Qual é a idade ideal para que as crianças tenham um celular?
Os pediatras recomendam que as crianças tenham um celular a partir dos 10 anos, enquanto a psicóloga Marta Leite sugere que a idade ideal estaria mais próxima dos 13 anos. O pediatra Fernando Chaves ressalta que o celular é uma ferramenta tanto para comunicação quanto para supervisão dos pais, sem uma idade exata, mas \”é uma vantagem\” se usado com responsabilidade. Já Manuel Magalhães acredita que os pais devem avaliar a necessidade e o nível de autonomia da criança, destacando que \”é uma responsabilidade; portanto, deve ser uma criança que tenha algum grau de responsabilidade e que perceba a importância, os riscos e os benefícios de ter um celular.\”
A psicóloga Marta Leite, por sua vez, reforça a importância de considerar a maturidade e o desenvolvimento cognitivo de cada criança, lembrando que um celular permite acesso ilimitado à internet e a diversas aplicações, o que exige um discernimento ainda em construção. “Um celular é algo que está aberto ao mundo; todos estão ligados à internet. Consegue-se facilmente acessar qualquer tipo de aplicação. Eles não sabem discernir o que é bom ou mau,” explica, defendendo que uma conversa aberta sobre os riscos é fundamental e que a idade ideal seria \”a partir dos 12, 13 anos.\”
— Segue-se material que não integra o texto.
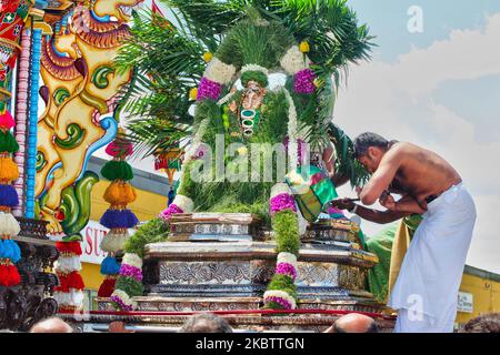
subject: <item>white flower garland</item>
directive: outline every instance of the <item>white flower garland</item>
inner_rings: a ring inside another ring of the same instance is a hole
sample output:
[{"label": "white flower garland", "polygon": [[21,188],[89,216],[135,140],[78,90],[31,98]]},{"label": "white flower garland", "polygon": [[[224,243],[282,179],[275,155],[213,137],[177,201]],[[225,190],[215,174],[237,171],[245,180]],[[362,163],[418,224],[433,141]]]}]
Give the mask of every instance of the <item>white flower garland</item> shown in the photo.
[{"label": "white flower garland", "polygon": [[137,302],[132,301],[127,293],[121,290],[114,290],[111,296],[119,297],[126,305],[131,306],[133,310],[137,310]]},{"label": "white flower garland", "polygon": [[142,268],[142,258],[137,254],[127,253],[123,255],[122,264]]},{"label": "white flower garland", "polygon": [[292,265],[297,270],[297,256],[291,253],[279,253],[277,263],[287,263]]},{"label": "white flower garland", "polygon": [[17,236],[19,232],[21,232],[21,227],[14,216],[0,212],[0,235]]},{"label": "white flower garland", "polygon": [[188,196],[177,195],[172,203],[180,207],[184,213],[191,213],[194,210],[194,202]]},{"label": "white flower garland", "polygon": [[257,64],[247,64],[243,68],[241,68],[241,74],[243,74],[248,71],[260,71],[260,72],[264,73],[266,77],[269,77],[269,70],[263,67],[257,65]]},{"label": "white flower garland", "polygon": [[303,57],[304,54],[300,51],[299,45],[293,45],[281,58],[281,68],[284,69],[287,74],[294,75],[299,71],[309,68],[309,60],[304,60]]},{"label": "white flower garland", "polygon": [[208,64],[203,77],[219,84],[227,85],[234,77],[237,69],[234,65],[226,64],[218,58],[213,58]]},{"label": "white flower garland", "polygon": [[290,296],[287,292],[284,291],[279,291],[279,290],[270,290],[270,291],[266,291],[263,298],[269,298],[269,297],[280,297],[283,298],[284,301],[287,301],[288,303],[291,304],[292,310],[297,308],[297,303],[296,300]]},{"label": "white flower garland", "polygon": [[81,270],[80,256],[59,256],[54,263],[54,267],[62,274],[69,274]]},{"label": "white flower garland", "polygon": [[299,210],[299,206],[297,206],[297,217],[299,219],[299,235],[302,236],[308,231],[309,222],[303,217],[302,212],[300,212]]}]

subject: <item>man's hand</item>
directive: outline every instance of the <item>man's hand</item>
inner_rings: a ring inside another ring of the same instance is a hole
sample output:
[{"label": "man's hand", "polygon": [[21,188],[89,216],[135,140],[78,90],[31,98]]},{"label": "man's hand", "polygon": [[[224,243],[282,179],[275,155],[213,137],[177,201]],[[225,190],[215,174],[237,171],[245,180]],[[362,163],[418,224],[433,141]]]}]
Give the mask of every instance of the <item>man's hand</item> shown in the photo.
[{"label": "man's hand", "polygon": [[396,201],[390,193],[384,192],[379,199],[379,203],[389,211],[396,211]]},{"label": "man's hand", "polygon": [[352,210],[356,204],[351,199],[339,199],[331,202],[331,205],[339,210]]}]

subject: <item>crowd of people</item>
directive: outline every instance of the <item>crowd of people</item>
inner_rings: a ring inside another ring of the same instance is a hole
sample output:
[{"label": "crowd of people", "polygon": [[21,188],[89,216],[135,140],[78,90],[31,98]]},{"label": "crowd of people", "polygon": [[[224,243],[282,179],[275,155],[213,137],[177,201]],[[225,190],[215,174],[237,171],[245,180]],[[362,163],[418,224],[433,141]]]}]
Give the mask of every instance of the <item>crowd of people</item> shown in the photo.
[{"label": "crowd of people", "polygon": [[[58,317],[43,320],[34,324],[30,333],[73,333],[67,322]],[[13,333],[2,329],[0,333]],[[136,333],[128,329],[123,322],[109,324],[108,333]],[[213,313],[199,313],[190,316],[178,333],[233,333],[233,328],[224,317]],[[359,313],[350,313],[339,317],[323,333],[379,333],[376,320]],[[500,333],[500,313],[489,313],[470,320],[459,333]]]}]

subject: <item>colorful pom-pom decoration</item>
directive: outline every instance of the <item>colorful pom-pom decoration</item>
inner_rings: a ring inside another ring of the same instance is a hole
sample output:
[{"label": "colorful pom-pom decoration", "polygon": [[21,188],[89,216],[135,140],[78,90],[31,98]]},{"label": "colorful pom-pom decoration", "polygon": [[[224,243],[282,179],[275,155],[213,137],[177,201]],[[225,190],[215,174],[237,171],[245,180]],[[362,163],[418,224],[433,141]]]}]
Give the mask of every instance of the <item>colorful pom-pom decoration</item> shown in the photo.
[{"label": "colorful pom-pom decoration", "polygon": [[132,203],[137,199],[136,190],[124,182],[112,182],[106,189],[103,199],[111,205],[124,206]]},{"label": "colorful pom-pom decoration", "polygon": [[0,130],[0,153],[16,153],[19,151],[19,143],[10,131]]},{"label": "colorful pom-pom decoration", "polygon": [[19,166],[10,156],[0,153],[0,182],[11,183],[19,179]]},{"label": "colorful pom-pom decoration", "polygon": [[12,114],[9,111],[0,114],[0,129],[10,130],[16,125]]},{"label": "colorful pom-pom decoration", "polygon": [[19,195],[12,185],[0,184],[0,206],[14,207],[19,205]]}]

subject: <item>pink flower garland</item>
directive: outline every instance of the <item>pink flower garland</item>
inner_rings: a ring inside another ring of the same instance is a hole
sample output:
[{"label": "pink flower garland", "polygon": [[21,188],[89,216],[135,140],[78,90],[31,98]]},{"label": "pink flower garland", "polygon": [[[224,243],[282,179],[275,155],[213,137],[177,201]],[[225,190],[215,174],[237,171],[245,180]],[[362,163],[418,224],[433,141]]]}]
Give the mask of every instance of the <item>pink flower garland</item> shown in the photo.
[{"label": "pink flower garland", "polygon": [[290,304],[290,302],[288,302],[284,298],[281,298],[281,297],[276,297],[276,296],[267,297],[266,303],[269,303],[269,302],[278,303],[280,306],[282,306],[287,311],[292,308],[292,305]]},{"label": "pink flower garland", "polygon": [[310,69],[299,71],[294,77],[293,91],[297,93],[311,94],[316,91],[316,74]]},{"label": "pink flower garland", "polygon": [[296,267],[293,267],[292,264],[289,263],[279,263],[278,265],[276,265],[274,273],[280,275],[287,275],[291,277],[293,281],[297,278],[297,270]]},{"label": "pink flower garland", "polygon": [[112,302],[114,302],[116,304],[118,304],[122,311],[127,311],[127,312],[133,311],[133,307],[132,307],[132,306],[126,304],[126,303],[124,303],[119,296],[117,296],[117,295],[111,296],[110,300],[111,300]]},{"label": "pink flower garland", "polygon": [[222,92],[222,84],[211,81],[207,78],[201,78],[200,85],[198,88],[197,100],[202,101],[204,99],[219,99]]},{"label": "pink flower garland", "polygon": [[288,193],[280,193],[279,195],[276,195],[271,199],[270,204],[271,215],[284,210],[297,212],[296,200]]}]

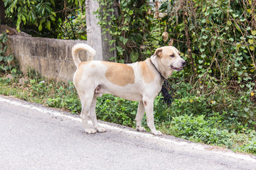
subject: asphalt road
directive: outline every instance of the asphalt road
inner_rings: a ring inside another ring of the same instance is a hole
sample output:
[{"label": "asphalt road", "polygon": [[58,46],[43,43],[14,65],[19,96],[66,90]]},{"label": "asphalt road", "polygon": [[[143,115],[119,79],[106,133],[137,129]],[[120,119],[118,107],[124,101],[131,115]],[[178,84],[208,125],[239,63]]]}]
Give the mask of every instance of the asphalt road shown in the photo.
[{"label": "asphalt road", "polygon": [[0,169],[256,169],[256,158],[101,123],[0,96]]}]

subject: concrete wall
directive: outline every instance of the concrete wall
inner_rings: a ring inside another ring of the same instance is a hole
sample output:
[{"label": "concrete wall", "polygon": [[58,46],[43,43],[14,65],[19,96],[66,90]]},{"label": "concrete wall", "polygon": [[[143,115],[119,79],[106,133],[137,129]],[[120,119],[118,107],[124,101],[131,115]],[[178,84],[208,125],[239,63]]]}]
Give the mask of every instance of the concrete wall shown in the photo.
[{"label": "concrete wall", "polygon": [[[42,76],[57,81],[73,81],[76,67],[71,50],[78,42],[87,41],[57,40],[44,38],[9,35],[9,52],[14,55],[23,74],[28,68],[35,69]],[[80,52],[81,61],[87,61],[89,56]]]}]

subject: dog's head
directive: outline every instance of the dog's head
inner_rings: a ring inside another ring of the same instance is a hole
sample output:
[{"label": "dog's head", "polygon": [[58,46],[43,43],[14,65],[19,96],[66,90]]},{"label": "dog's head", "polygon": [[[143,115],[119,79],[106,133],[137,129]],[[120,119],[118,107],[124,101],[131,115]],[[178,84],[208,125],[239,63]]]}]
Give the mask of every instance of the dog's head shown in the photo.
[{"label": "dog's head", "polygon": [[[154,54],[154,56],[156,56],[158,60],[160,61],[160,64],[164,66],[167,72],[171,70],[179,72],[183,69],[186,62],[180,55],[179,51],[173,46],[157,48]],[[159,65],[159,67],[161,66]]]}]

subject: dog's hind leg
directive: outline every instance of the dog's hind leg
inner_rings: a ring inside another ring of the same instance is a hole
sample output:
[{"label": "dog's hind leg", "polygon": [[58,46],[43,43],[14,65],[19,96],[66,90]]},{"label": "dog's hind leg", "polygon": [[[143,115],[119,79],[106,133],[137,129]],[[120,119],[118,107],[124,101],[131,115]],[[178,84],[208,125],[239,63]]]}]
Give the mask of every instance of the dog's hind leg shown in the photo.
[{"label": "dog's hind leg", "polygon": [[144,99],[143,104],[146,110],[146,123],[148,127],[154,135],[161,135],[162,133],[156,130],[156,127],[154,123],[154,100],[151,101]]},{"label": "dog's hind leg", "polygon": [[142,127],[142,120],[144,113],[145,113],[145,108],[143,105],[142,101],[139,101],[137,113],[136,115],[136,118],[135,118],[137,123],[137,130],[139,132],[146,131],[145,128]]},{"label": "dog's hind leg", "polygon": [[[80,93],[81,94],[81,93]],[[88,117],[89,117],[89,110],[92,101],[93,94],[85,94],[80,95],[80,101],[82,103],[82,111],[80,117],[82,118],[82,122],[84,125],[85,131],[87,133],[95,133],[97,131],[94,129],[92,129],[88,124]]]},{"label": "dog's hind leg", "polygon": [[95,95],[93,96],[92,102],[90,108],[90,116],[92,122],[93,126],[97,130],[97,131],[99,132],[104,132],[106,131],[106,129],[99,126],[97,121],[97,117],[95,113],[96,101],[97,101],[97,96]]}]

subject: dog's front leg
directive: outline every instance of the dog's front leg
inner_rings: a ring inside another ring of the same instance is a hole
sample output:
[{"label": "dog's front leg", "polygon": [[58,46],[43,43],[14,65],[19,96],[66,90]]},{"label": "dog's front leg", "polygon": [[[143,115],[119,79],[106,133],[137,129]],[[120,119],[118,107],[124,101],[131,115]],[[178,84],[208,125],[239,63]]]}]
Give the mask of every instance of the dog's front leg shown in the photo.
[{"label": "dog's front leg", "polygon": [[143,100],[146,115],[146,123],[151,132],[155,135],[162,135],[160,131],[156,130],[154,123],[154,100]]},{"label": "dog's front leg", "polygon": [[97,131],[99,132],[104,132],[106,131],[105,128],[99,126],[99,124],[97,123],[97,121],[96,113],[95,113],[96,101],[97,101],[97,97],[95,95],[93,96],[92,102],[90,108],[90,119],[92,122],[93,126],[97,130]]},{"label": "dog's front leg", "polygon": [[139,101],[137,113],[136,115],[136,118],[135,118],[137,123],[137,130],[139,132],[146,131],[145,128],[142,127],[142,120],[144,113],[145,113],[145,108],[143,105],[142,101]]}]

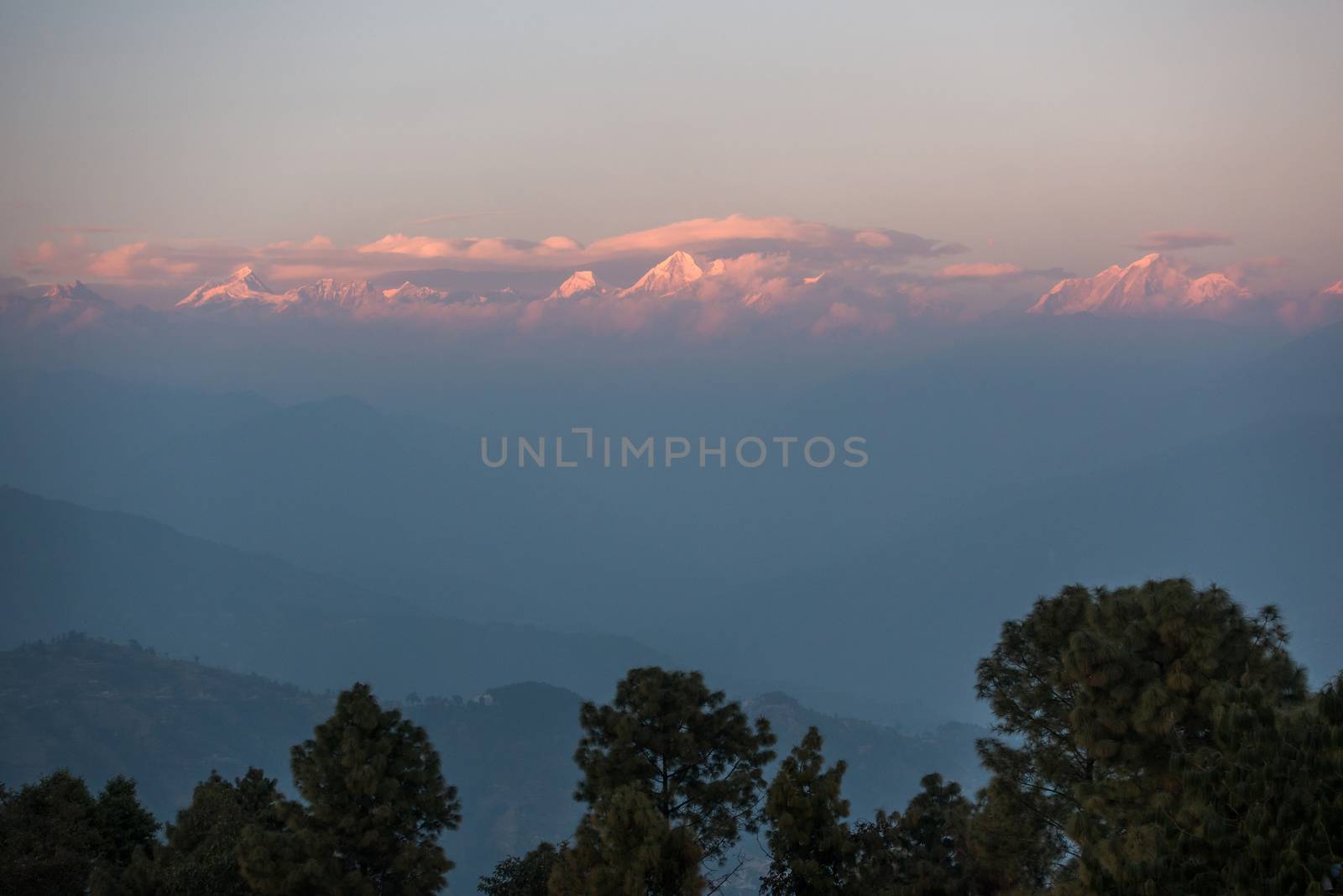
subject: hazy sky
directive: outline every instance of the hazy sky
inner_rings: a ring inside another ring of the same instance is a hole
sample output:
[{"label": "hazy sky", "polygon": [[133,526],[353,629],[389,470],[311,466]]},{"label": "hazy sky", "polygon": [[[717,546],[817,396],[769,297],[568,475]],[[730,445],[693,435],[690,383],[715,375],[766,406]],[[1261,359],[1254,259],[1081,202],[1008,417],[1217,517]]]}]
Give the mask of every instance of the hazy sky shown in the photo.
[{"label": "hazy sky", "polygon": [[7,1],[0,273],[71,228],[590,242],[741,214],[1081,273],[1197,228],[1233,239],[1209,263],[1323,283],[1340,34],[1336,0]]}]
Recomendações para reduzir os riscos
A pediatra Evelyn Eisenberg, do Hospital Albert Einstein, recomenda que os pais estabeleçam limites claros sobre o uso de telas, criando horários e locais definidos para o uso de dispositivos móveis, além de promover atividades ao ar livre. Algumas sugestões incluem:
Manter o dispositivo longe do corpo
Evitar contato direto, mantendo o celular a pelo menos 15 cm do ouvido.
Evitar o uso próximo de gestantes e crianças
Mulheres grávidas e crianças devem evitar manter o celular em contato direto com a pele.
Educar para o uso consciente
Conversar sobre os limites e a importância de se desconectar antes de dormir.
Limitar o tempo de tela
Especialmente para crianças menores de 2 anos, evitar o uso de telas, e para as mais velhas, restringir a cerca de duas horas diárias.
Criar momentos e áreas sem tela
Reservar momentos do dia, como as refeições e a hora de brincar, para estarem longe dos dispositivos.
Incentivar atividades ao ar livre
Promover o contato com a natureza e as brincadeiras ao ar livre como uma alternativa saudável e rica em experiências.
Considerações finais
A tecnologia não é intrinsecamente negativa; o que se deve evitar é o tempo de tela excessivo e irresponsável. O uso inadequado dos dispositivos pode levar a consequências prejudiciais para o desenvolvimento das crianças, afetando sua capacidade de socialização e de se conectar com o mundo ao seu redor. Por isso, é fundamental que pais e educadores estejam atentos ao tempo de tela e incentivem práticas equilibradas. Ao trabalharem em conjunto e promoverem um diálogo aberto, eles podem ajudar as crianças a desenvolver um relacionamento saudável com a tecnologia, assegurando que as inovações digitais sejam ferramentas que acrescentem, e não que afastem do mundo real.
A conscientização sobre os riscos associados ao tempo de tela é essencial, pois isso permite que as crianças entendam os limites e a importância de moderar seu uso. Além disso, é crucial valorizar a interação social e as atividades que envolvem o mundo físico, como brincar ao ar livre e participar de atividades em grupo. Incentivar momentos de desconexão digital não apenas fortalece os laços familiares e de amizade, mas também promove o desenvolvimento de habilidades emocionais e sociais. Assim, a tecnologia pode ser integrada de forma construtiva na vida das crianças, enriquecendo suas experiências sem comprometer sua capacidade de interação no mundo real.